Anjuran Rasulullah SAW untuk banyak bersujud agar dosa-dosa kita satu persatu dihapus Allah SWT. Semakin banyak bersujud kepada Allah SWT, semakin banyak pula dosa yang dihapus. Semakin banyak kita melaksanakan shalat, akan semakin banyak sujud yang kita lakukan.

Dalam satu raka’at shalat kita bersujud sebanyak dua kali. Maka, dalam 17 raka’at sehari semalam berarti kita sudah bersujud sebanyak 34 kali. Bagaimana dengan shalat sunat lainnya yang kita lakukan?

Bila kita shalat sunnah qabliyyah dan ba’diyyah yang kita laksanakan di awal dan akhir shalat fardhu sebanyak  16 raka’at, berarti kita sujud sebanyak 32 kali.

Bila jumlah bilangan rakaat shalat fardlu dan shalat sunnah dijumlahkan, berarti sehari semalam kita melakukan sujud kepada Allah SWT sebanyak 66 kali. Itu berarti Allah SWT akan menghapus 66 dosa kita sehari semalam.

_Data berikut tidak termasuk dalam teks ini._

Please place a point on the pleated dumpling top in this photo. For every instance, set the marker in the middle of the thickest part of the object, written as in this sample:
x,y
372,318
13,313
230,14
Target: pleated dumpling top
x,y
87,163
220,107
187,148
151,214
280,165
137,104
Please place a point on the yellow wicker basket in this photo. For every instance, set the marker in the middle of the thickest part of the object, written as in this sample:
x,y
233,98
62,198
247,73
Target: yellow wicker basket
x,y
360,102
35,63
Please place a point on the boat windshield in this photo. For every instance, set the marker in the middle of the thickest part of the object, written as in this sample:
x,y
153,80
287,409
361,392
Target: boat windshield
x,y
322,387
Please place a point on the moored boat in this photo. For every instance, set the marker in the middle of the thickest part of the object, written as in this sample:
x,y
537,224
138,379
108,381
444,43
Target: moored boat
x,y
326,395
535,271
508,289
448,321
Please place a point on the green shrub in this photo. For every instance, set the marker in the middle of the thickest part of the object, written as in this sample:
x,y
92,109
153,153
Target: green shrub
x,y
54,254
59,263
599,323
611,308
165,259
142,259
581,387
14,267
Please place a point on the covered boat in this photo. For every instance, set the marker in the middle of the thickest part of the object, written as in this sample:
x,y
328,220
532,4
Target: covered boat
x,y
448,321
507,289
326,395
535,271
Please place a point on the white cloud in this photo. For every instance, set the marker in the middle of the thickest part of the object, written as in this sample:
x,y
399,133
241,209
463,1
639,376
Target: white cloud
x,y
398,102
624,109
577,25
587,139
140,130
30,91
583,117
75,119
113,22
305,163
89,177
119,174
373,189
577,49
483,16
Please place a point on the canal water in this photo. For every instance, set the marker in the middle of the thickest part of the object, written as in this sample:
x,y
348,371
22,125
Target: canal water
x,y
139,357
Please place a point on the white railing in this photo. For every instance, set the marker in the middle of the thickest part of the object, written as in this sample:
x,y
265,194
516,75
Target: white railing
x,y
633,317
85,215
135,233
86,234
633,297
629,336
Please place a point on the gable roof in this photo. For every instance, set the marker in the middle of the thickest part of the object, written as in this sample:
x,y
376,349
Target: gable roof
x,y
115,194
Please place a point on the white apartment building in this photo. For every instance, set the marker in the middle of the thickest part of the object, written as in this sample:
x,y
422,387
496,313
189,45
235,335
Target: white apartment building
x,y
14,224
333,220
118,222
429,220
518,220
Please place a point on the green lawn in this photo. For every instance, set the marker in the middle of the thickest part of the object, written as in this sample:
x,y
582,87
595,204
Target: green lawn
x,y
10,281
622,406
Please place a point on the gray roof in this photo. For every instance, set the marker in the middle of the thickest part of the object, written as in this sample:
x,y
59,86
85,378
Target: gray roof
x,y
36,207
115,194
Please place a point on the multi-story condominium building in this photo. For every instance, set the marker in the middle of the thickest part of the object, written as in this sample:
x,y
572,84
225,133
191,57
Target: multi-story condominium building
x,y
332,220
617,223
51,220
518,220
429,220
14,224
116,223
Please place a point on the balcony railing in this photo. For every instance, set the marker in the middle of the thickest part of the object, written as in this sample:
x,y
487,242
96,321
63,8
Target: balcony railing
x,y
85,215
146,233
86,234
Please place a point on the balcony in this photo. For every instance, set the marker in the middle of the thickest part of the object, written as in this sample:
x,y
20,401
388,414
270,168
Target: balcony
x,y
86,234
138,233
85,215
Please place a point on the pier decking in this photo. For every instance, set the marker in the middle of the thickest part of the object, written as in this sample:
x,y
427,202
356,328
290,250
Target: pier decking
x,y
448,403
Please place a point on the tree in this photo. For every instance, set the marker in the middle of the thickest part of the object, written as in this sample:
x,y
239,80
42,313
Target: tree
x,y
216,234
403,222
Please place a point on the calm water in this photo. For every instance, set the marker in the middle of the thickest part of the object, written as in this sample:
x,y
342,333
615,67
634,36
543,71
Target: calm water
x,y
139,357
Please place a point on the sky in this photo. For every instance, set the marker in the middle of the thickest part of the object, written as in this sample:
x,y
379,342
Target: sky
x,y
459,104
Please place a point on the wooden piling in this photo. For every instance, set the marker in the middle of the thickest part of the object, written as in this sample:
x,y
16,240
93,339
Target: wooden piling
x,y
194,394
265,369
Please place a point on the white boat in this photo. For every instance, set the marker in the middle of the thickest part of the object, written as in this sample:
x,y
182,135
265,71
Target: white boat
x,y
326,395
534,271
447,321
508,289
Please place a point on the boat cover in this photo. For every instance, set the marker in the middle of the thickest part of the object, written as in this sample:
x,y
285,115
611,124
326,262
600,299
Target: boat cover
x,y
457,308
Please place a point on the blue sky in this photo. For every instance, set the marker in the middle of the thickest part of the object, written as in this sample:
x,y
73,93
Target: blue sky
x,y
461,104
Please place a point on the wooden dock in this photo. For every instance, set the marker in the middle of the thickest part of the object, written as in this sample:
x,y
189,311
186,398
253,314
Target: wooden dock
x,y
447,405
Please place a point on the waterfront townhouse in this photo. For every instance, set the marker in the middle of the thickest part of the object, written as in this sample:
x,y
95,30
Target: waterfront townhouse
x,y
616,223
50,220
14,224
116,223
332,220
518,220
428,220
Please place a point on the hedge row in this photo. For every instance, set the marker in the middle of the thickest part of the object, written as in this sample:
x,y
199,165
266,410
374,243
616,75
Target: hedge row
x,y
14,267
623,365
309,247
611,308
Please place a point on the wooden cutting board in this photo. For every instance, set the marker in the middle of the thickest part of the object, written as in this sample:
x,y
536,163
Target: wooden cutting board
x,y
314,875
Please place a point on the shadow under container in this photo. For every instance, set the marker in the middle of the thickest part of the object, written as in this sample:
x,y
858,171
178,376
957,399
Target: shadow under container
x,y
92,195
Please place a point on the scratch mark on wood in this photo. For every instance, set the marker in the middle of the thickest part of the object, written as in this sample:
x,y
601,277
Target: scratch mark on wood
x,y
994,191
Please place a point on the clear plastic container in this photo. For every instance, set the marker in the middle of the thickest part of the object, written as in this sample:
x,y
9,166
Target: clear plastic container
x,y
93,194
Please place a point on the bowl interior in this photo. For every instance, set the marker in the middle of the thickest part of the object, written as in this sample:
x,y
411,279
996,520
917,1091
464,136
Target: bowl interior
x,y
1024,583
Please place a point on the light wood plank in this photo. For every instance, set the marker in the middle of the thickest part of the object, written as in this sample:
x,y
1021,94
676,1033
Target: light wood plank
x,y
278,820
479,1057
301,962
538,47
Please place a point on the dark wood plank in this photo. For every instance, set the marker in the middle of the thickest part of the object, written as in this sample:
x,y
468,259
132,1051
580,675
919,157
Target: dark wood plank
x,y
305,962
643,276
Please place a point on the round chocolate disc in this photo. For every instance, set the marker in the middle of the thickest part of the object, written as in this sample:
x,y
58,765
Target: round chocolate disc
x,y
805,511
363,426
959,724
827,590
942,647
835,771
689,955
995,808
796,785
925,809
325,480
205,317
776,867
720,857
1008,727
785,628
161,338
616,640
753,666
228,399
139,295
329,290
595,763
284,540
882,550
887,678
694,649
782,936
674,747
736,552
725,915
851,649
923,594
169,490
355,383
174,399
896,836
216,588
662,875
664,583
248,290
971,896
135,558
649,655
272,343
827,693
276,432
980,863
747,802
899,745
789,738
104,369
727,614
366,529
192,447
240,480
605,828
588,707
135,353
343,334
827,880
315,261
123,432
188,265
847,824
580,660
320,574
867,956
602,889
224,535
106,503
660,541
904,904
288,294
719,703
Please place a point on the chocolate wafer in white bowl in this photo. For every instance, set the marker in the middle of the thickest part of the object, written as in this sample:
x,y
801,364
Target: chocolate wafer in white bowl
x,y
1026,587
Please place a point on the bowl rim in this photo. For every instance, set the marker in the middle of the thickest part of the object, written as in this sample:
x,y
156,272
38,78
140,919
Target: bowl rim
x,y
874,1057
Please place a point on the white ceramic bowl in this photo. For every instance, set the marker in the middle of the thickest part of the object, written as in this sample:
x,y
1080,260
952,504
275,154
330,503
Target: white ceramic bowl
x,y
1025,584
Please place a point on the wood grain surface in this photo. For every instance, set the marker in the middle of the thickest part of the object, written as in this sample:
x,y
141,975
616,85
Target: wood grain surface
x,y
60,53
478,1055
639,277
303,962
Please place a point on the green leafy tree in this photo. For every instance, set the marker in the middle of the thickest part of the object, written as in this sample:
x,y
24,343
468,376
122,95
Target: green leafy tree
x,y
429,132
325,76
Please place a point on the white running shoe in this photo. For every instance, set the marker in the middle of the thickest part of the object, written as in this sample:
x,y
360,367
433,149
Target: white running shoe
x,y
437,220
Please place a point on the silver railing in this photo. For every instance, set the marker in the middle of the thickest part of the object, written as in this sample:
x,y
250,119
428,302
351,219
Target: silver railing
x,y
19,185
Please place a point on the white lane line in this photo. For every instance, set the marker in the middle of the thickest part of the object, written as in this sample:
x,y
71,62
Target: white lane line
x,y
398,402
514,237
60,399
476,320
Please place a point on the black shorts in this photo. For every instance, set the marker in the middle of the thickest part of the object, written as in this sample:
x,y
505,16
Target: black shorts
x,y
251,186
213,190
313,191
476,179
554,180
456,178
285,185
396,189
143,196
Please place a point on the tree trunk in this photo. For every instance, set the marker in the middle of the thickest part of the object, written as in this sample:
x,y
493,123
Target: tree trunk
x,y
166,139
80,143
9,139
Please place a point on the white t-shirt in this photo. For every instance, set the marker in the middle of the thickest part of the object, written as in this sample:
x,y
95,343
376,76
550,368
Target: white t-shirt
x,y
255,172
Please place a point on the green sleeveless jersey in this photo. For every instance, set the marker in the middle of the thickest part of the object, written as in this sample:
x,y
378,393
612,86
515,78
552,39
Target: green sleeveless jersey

Padahal dosa yang kita perbuat sehari semalam, lebih dari 66. Dengan bersujud sebanyak 66 kali sehari semalam, masih belum mampu menghapus dosa-dosa kita yang banyak sekali.

Perbanyaklah sujud kepada Allah SWT, tanpa perlu menghitung-hitungnya. Bersujudlah sebanyak-banyaknya setiap ada kesempatan. Karena memang Allah SWT menciptakan kita tak lain untuk beribadah kepada-Nya.